The IESG has received complaints from IETF participants who have been listed as document authors or contributors without their consent ("surprised authorship").

In some cases, the surprised individuals had never seen the document that surprised them. It appears that some authors think that including other participants as authors or contributors is a way to demonstrate support for the concepts in the document and gain acceptance for those concepts.

Adding names of IETF participants who did not contribute to a proposal might to some seem to be an acceptable way of highlighting "support", but this is very clearly not an acceptable practice. No one should ever be added to the list of authors or contributors on a document unless they have consented to it and have contributed significantly to the development of the document.

The practice of adding surprised authors or contributors is

  • not in line with the IETF culture, where it's the technical issues that matter, not who the authors, contributors, or supporters are;
  • unethical, as it is wrong to claim support from someone who has not consented to it;
  • misleading in terms of support; and
  • problematic in terms of IPR disclosures (BCPs 78 and 79).
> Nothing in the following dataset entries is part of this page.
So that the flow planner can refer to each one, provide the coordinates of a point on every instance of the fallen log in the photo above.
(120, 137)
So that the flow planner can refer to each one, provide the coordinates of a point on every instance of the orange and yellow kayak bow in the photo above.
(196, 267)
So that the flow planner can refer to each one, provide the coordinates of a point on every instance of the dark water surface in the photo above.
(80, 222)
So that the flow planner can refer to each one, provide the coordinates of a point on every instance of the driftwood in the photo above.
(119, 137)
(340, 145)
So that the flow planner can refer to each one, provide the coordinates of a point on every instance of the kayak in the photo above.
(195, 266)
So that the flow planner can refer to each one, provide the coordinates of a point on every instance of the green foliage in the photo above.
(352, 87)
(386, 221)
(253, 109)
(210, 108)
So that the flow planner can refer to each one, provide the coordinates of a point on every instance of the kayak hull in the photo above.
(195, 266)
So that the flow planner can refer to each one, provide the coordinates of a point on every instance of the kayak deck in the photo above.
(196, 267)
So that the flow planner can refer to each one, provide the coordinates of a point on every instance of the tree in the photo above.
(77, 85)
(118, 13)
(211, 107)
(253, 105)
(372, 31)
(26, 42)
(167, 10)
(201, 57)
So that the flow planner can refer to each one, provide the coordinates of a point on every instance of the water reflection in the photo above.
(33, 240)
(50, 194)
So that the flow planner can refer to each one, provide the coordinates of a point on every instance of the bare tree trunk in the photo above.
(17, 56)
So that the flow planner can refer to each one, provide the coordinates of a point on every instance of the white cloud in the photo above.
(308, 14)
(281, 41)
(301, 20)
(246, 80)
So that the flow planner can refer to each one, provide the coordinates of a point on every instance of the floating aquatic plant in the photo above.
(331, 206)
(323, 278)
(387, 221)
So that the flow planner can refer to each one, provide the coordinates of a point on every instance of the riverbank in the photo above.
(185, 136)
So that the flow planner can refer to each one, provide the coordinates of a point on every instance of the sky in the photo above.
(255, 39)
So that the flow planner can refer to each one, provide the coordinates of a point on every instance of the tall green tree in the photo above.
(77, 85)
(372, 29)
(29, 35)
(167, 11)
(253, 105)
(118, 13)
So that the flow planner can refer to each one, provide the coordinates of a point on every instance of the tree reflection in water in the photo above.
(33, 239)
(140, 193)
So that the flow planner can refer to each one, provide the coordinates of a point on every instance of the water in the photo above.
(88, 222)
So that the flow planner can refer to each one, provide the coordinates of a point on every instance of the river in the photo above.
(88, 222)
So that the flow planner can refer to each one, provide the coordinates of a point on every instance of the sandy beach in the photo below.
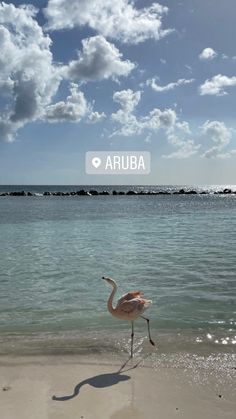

To emphasize this last point, the person submitting an Internet-Draft asserts that an Internet-Draft is submitted in full conformance with the provisions of BCP 78 and BCP 79. A submitter who has not actively confirmed this with all the listed authors and contributors cannot make that claim, and this can cause procedural and legal problems later.

All authors need to be aware of the ​RFC Editor's statement on authorship, especially related to responsibility for the document's contents. The IESG strongly recommends that all drafts have explicit permission from all authors and contributors to have their names listed before they are submitted.

If you feel that the above issues impact you, please talk to your Area Director or contact the IESG by ​sending email to <iesg@ietf.org>. As the administrator of the I-D repository (regardless of the source or intended stream for the draft), the IESG will handle each case of disputed authorship on a case-by-case basis. All reports will be investigated, and substantiated claims will be met with corrective actions.

The default corrective action will be the replacement of the offending draft with a "disputed authorship" placeholder document. Such a document would:

  • Be published as a successor to the offending draft,
  • Have the offended IETF participant listed as the only author,
  • State, "The author listed on this Internet-Draft has stated that they should not have been listed as an author on the previous version. The IETF considers being added as an author without one's permission as unethical. The default behaviour of the IESG in such cases is to approve the replacement of the offending draft with this placeholder document. Please direct any queries to the IESG or the author listed here."